L’uomo di ferro ha i muscoli di latta

«Noi creiamo i nostri demoni», le maschere che indossiamo sono opera nostra. E finiscono per sostituirci, nel profondo. Lo ha scoperto persino il miliardario Tony Stark che armeggia pensieroso con i suoi giocattoli iper-tecnologici: lui che dovrebbe essere il semplice “meccanico”, a cui però talvolta sfugge di mano la creatura costruita, che porta il suo volto. D’acciaio. Non c’è più differenza ormai da il “dentro” e il “fuori” di Iron Man, supereroe umanizzato che approda al cinema nel terzo film della serie tratta dal fumetto della Marvel. Nuovo il regista, Shane Black, confermati invece gli interpreti (da Robert Downey Jr. a Gwyneth Paltrow e Don Cheadle), mentre cambia la squadra dei “cattivi” che in questo genere di film ha importanza fondamentale. Importante è infatti il lavoro fatto sul personaggio interpretato da Guy Pearce, il capo dell’organizzazione criminale che porta l’attacco al cuore del paese, a cui l’uomo di ferro dovrà cercare di opporsi. Con muscoli d’acciaio o piuttosto… di latta?

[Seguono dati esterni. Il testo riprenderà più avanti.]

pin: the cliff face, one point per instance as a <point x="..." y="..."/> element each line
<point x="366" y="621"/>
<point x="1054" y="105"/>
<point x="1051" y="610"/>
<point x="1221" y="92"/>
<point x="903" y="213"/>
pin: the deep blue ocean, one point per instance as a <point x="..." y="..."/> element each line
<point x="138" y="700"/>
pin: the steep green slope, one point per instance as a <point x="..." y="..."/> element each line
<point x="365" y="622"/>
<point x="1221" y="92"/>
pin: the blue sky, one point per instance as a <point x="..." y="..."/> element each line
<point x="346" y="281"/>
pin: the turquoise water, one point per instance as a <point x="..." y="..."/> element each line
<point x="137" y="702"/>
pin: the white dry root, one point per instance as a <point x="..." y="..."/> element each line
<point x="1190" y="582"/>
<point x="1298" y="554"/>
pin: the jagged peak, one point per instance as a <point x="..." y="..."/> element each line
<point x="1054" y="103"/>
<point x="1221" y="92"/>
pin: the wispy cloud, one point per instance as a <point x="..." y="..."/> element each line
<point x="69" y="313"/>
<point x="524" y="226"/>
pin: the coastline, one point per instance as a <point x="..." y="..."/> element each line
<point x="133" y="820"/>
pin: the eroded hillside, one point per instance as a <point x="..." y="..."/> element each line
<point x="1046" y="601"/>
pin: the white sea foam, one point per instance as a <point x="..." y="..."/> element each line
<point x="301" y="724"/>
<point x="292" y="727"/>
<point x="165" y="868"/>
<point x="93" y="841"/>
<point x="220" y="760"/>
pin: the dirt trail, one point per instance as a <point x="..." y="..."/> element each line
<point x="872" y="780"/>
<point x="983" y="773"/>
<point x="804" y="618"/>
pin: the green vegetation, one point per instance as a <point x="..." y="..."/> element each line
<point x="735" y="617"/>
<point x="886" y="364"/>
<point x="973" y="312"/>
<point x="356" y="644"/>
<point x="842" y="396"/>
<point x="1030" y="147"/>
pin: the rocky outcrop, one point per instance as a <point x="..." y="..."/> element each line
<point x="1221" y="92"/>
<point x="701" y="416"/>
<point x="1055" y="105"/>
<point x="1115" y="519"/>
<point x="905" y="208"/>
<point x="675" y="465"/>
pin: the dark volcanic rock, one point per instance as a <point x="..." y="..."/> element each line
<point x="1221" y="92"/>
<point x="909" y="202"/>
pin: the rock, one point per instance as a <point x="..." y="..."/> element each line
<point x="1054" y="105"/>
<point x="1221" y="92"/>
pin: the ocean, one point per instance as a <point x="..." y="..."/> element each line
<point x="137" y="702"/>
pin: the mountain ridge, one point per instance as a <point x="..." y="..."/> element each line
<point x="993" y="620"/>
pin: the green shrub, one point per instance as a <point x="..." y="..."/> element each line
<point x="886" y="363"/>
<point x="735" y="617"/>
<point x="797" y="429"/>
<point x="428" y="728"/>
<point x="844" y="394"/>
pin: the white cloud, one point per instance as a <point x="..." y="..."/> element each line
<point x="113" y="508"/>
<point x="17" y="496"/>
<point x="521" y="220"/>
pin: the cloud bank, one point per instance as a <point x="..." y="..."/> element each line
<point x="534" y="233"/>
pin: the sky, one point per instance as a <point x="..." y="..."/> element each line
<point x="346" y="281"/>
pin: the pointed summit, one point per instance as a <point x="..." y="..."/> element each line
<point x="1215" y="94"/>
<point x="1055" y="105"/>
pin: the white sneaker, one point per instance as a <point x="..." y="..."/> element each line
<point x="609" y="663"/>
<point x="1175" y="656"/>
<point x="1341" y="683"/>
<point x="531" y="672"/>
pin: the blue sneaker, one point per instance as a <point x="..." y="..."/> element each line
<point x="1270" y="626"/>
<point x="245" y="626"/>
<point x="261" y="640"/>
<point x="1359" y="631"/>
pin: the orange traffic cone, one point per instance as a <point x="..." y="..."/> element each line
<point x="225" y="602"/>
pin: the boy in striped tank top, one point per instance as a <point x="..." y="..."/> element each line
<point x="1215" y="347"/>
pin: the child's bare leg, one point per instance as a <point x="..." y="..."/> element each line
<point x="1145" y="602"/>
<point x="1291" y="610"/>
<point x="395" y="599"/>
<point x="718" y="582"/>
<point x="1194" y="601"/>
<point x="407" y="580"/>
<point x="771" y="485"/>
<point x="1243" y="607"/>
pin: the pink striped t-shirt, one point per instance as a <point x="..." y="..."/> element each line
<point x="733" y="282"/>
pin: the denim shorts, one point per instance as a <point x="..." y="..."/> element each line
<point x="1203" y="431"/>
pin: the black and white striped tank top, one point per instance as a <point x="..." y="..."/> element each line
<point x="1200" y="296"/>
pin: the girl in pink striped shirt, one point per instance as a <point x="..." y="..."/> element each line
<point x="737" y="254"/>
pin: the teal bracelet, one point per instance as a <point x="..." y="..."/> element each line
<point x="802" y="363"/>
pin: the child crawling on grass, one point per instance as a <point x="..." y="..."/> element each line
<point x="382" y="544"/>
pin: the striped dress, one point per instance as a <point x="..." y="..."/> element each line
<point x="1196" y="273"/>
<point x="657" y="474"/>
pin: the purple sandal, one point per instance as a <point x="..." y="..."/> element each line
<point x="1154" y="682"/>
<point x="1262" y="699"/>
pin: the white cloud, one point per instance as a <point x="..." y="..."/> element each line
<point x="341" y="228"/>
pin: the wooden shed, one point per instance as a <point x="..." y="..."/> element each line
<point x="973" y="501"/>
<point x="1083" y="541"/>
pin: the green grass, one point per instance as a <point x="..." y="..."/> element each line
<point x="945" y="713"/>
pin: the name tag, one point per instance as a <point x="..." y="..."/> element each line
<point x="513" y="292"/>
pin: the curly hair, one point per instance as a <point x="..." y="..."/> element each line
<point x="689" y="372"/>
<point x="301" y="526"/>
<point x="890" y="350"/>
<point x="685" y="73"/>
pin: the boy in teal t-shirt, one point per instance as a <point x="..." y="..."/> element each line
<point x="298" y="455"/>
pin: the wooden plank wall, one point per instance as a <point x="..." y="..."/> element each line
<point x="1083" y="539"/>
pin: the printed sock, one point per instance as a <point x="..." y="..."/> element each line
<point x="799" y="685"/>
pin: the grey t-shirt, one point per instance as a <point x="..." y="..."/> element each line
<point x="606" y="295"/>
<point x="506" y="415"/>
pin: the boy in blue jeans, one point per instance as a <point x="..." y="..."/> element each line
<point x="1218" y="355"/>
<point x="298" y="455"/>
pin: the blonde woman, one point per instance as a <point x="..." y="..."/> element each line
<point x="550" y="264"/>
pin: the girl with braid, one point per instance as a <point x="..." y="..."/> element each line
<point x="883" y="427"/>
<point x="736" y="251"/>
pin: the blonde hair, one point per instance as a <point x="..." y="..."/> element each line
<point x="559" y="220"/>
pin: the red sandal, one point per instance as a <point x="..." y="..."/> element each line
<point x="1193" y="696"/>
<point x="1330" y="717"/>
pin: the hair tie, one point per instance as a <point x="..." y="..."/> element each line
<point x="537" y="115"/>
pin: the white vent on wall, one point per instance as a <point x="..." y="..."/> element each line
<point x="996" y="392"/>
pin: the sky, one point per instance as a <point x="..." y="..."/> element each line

Perché questo è il nodo in Iron Man 3: i supereroi sono complessi e sfaccettati ormai, non più disegnati a due dimensioni. Sono perseguitati dagli incubi dei comuni mortali e sentono la missione con sempre maggiore peso. Capita dunque anche ad Iron Man che, anche se non avvolto dall’oscurità di Batman, è costretto a guardare l’altra faccia della medaglia per scoprirsi fragile.

L’America è minacciata dal Mandarino, un terrorista con la barba appuntita e una somiglianza strettissima con Bin Laden, che in diretta televisiva vuol piegare la nazione e l’Occidente intero, a colpi di attentati ed esecuzioni pubbliche di banchieri. Tony Stark-Iron Man avvista il pericolo per tempo, ma non fa in tempo a sottrarvisi. Anche perché il suo vero nemico forse non viene da fuori. Piuttosto è negli incubi notturni e nel riflesso del suo volto nella maschera d’acciaio che sta l’inghippo. Laggiù cova la vera minaccia.

Alternando il tono ironico che è proprio del personaggio e introducendo una chiave che lo umanizza assai (al livello di altri “colleghi” con i superpoteri) Shane Black dirige un’avventura pirotecnica che è però destinata a deludere i puristi della Marvel e i seguaci della saga. Molta la carne messa al fuoco in fase di preparazione, ma è scarso poi il seguito che se ne dà sullo schermo, in termini di costruzione dei personaggi. Il film in questo senso vive su alcuni sprazzi, come il «non mi fai paura» sibilato da Stark alla sua maschera invincibile o negli attacchi di panico che rendono fragile l’eroe di ferro, ma ben presto è la parte più spettacolare e unidimensionale a prendere il sopravvento. Ci si concentra su scontri ed esplosioni a raffica perdendo di vista l’anima della storia. Resta certo la riflessione sul doppio, sulla rappresentazione del male e del bene, che trova anche una svolta (che non si può anticipare) originale attorno al personaggio del Mandarino: chi guida chi e chi è chi - ci si domanda in un mondo a fumetti che d’improvviso non è più classicamente diviso in bianco e nero. Con questi presupposti fa il suo ingresso in scena in questa terza parte della saga, che dovrebbe essere quella definitiva, l’eroe “di latta” in perenne lotta con se stesso. Moderno e non più invincibile, anche se forse non ancora così convinto di dover cedere le armi.